By Gary Blankenship
The Bar’s successful voter information program for November’s merit retention judicial contests should be the foundation for a continuing education effort about the courts and their functions, according to Bar President Gwynne Young.
Reporting to the Board of Governors at its recent Amelia Island meeting, Young recounted the Bar’s efforts to tell voters about merit retention.
“If we learned anything in this, it is that we cannot stop our education effort,” she said. “Those who went out [as part of the education program] saw how little many people, even lawyers, know about the third branch and the role of the judiciary and lawyers in society.”
Young noted the education effort was discussed at the Bar’s strategic planning retreat in November, and recommendations from that retreat would be coming to the board at future meetings.
This year’s retention races featured active opposition for three justices up for merit retention — the first time any justice had drawn high-profile opposition in 20 years. The election also saw the Executive Committee of the Republican Party of Florida vote to oppose all three justices — the first time in the merit selection and retention era a political party became involved in a nonpartisan judicial race.
The high-profile Supreme Court contests also had implications for the 15 district court of appeal judges on the retention ballot. Although none was directly challenged, previous opposition in Supreme Court races had translated into lower retention votes in some DCA races, particularly in the northern part of the state.
But this year, “On November 6, we had the elections and all the judges and justices who were up for merit retention were retained and they were retained basically with margins that judges would receive when there was no opposition,” Young said. “I think that is a true compliment to everyone on this board and to our merit retention education program.”
She reiterated that the Bar campaign was not to support any particular judge or justice but to provide neutral information about merit retention, the function of judges and the courts, and how to find information about the judges and justices up for retention. The Bar also sought to dispute misleading claims made about the courts and various court decisions and actions.
“The purpose of this merit retention education program was to educate the public and hopefully show them where they could find information about the judges and justices and feel comfortable in voting,” Young said.
The success could be seen, she said, in comparing 2008 and 2012 voting returns. In 2008, 75 percent of the voters who cast ballots in the presidential election also voted in the Supreme Court merit retention races on the ballot that year. In 2012, the figure went up to 85 percent.
“I really have to believe our merit retention education program helped get that increase in voters,” Young said.
As part of the campaign, the Bar arranged for lawyers to speak to civic groups around the state, distributed 360,000 voter guides, and used social media to inform voters. President-elect Gene Pettis noted that the Bar president typically visits all the state’s major newspaper editorial boards over his or her presidential year, but Young compressed all those visits into her first four months to discuss with those boards the importance of the merit selection and retention system and on keeping politics out of the court system.

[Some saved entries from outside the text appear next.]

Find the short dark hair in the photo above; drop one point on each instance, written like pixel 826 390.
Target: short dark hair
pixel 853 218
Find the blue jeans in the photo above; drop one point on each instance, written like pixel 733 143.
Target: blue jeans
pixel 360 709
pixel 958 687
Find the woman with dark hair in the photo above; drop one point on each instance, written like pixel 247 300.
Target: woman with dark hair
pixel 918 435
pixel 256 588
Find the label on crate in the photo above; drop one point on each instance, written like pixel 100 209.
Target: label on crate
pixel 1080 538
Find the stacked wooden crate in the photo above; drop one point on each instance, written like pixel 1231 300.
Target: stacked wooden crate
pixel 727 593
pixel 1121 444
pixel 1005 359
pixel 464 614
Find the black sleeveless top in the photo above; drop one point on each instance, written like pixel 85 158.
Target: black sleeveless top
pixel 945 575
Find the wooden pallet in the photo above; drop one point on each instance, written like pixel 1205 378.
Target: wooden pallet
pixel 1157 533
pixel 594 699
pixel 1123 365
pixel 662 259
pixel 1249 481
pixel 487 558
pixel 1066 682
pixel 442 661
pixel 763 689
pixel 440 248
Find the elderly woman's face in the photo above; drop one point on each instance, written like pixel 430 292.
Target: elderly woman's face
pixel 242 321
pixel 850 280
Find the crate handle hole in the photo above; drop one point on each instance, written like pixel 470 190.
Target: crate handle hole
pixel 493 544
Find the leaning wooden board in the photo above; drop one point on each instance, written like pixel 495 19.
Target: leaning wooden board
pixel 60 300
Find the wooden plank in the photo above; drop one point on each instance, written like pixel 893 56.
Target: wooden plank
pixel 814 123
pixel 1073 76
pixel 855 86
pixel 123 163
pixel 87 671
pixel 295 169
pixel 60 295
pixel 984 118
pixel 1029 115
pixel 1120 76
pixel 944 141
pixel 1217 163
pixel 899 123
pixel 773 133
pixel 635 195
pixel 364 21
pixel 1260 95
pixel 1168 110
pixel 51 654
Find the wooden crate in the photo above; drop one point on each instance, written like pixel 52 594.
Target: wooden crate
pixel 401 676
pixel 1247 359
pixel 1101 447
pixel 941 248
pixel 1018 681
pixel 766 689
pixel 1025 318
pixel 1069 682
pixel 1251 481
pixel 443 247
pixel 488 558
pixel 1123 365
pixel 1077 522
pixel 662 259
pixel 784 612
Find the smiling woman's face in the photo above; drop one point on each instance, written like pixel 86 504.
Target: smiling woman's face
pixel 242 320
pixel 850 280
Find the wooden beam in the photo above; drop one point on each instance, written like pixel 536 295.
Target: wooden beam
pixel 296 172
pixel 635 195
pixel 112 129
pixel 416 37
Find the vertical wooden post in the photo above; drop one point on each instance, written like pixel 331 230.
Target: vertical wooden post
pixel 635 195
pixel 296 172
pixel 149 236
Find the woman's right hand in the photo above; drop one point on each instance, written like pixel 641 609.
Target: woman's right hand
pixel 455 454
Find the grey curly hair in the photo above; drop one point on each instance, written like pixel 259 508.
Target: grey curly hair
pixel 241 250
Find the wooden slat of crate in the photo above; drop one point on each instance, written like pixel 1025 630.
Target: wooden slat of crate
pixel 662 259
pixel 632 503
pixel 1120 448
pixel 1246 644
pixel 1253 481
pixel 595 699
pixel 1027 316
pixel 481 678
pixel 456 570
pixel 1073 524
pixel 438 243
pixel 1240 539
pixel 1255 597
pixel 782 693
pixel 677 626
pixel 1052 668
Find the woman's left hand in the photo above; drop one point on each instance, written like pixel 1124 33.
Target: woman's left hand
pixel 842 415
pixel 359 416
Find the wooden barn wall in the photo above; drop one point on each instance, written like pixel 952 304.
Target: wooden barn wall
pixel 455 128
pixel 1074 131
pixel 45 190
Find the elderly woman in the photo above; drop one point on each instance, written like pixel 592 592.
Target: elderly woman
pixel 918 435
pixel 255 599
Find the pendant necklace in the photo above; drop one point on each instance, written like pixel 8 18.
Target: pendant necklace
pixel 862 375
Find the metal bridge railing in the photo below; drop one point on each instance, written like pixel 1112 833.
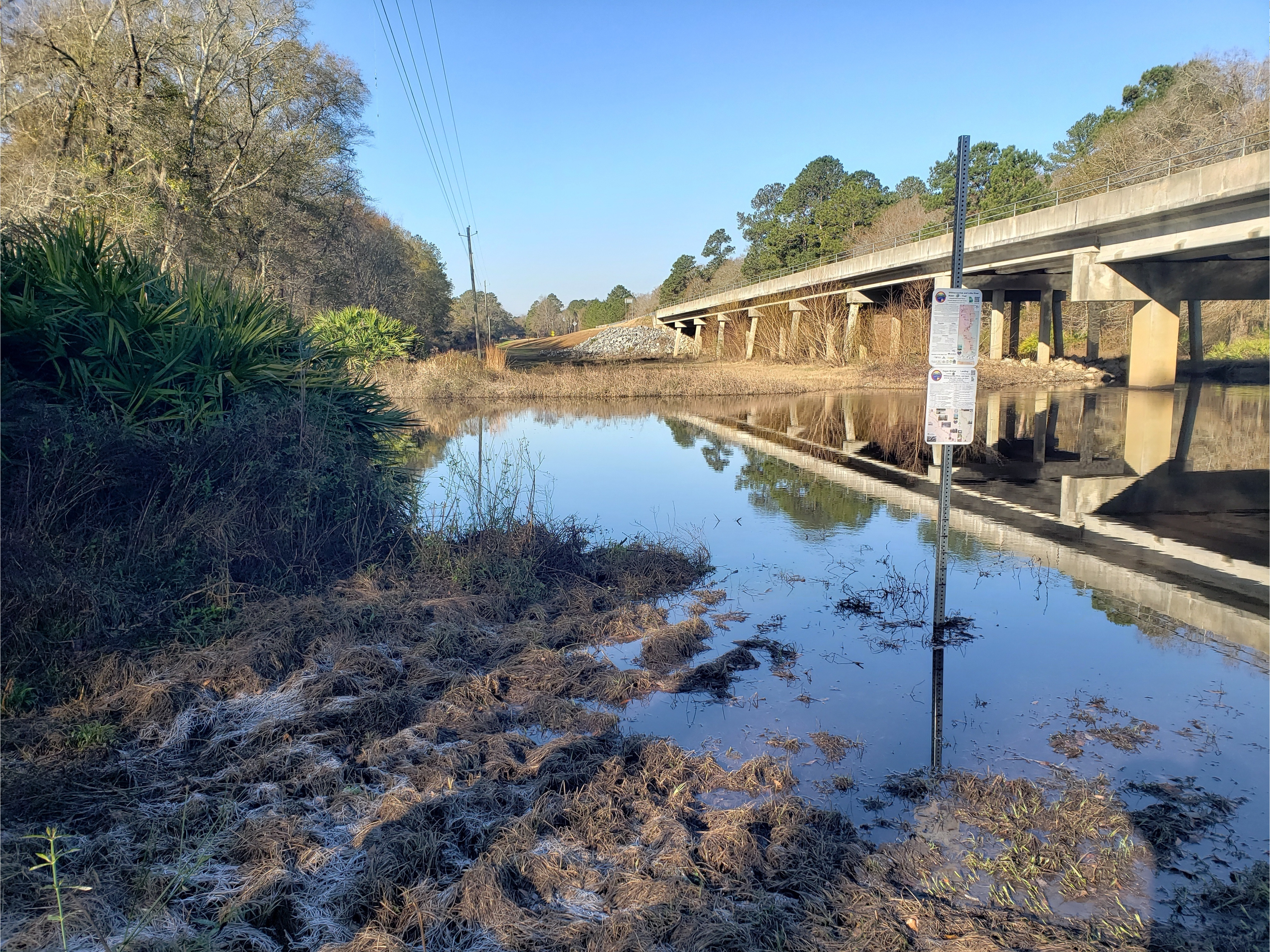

“I don’t think the troops go in any direction the generals don’t lead them,” he said, and he led the board in a round of applause for Young. “Gwynne did in the first four or five months of her tenure what most presidents do in the entire year.”
Young praised the Bar’s Public Information and Bar Services office, led by Francine Walker, and a steering committee, chaired by board member Sandy Diamond, that met first weekly, and then biweekly, to oversee the program.
The board was thanked by Fourth Circuit Judge Brian Davis, who attended the meeting to welcome the board to Nassau County. He noted besides the merit retention education program, the Bar had also opposed Amendment 5 on the November ballot, which would have changed the state constitution to allow Senate confirmation of Supreme Court appointees and make it easier for the Legislature to revoke a court procedural rule.
“Jacksonville’s namesake, Andrew Jackson, said once that the rights guaranteed the people in the Constitution mean nothing; they are a mere bubble, absent the virtuous and independent judiciary,” Davis said. “Only because of your work in this last election cycle was that independence protected and the rights of the people to the rule of law and an independent judiciary maintained.”